Algorithms, Archives, and the Layers We Usually Forget

Why algorithm preservation needs to come off the back burner

Nov 18, 2025

Every so often an idea that I have pushed to the edges of my attention makes its way back into the center. Algorithm preservation is one of those ideas. It has circulated through many of the discussions I have been part of over the years, moving through standards conversations, digital preservation debates, and records management concerns. I encountered it repeatedly during the SC 11 AI case study efforts, and it has surfaced in conversations with colleagues across Europe, Australia, and New Zealand more times than I can count.

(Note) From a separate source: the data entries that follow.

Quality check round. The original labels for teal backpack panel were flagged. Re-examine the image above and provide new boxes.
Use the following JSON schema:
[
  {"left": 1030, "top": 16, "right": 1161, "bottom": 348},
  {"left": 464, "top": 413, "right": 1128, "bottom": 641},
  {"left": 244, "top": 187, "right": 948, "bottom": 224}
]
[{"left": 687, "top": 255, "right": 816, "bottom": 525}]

A few observations and discussions at iPRES 2025 brought it quietly back into focus. Nothing dramatic. Just timely reminders that this problem continues to grow. Each conversation pointed toward the same reality. Algorithmic processes are now creating records, classifying them, routing them, and justifying them. Yet the question of how to preserve the full meaning of those processes rarely receives the systematic attention it deserves.

This article reflects a renewed consideration of why algorithm preservation keeps returning to the foreground.

What we talk about when we talk about preserving algorithms

Many people begin with code. In that narrow view, preservation means saving Python scripts or compiled modules so that the software can run in the future. That is one small part of a much larger system.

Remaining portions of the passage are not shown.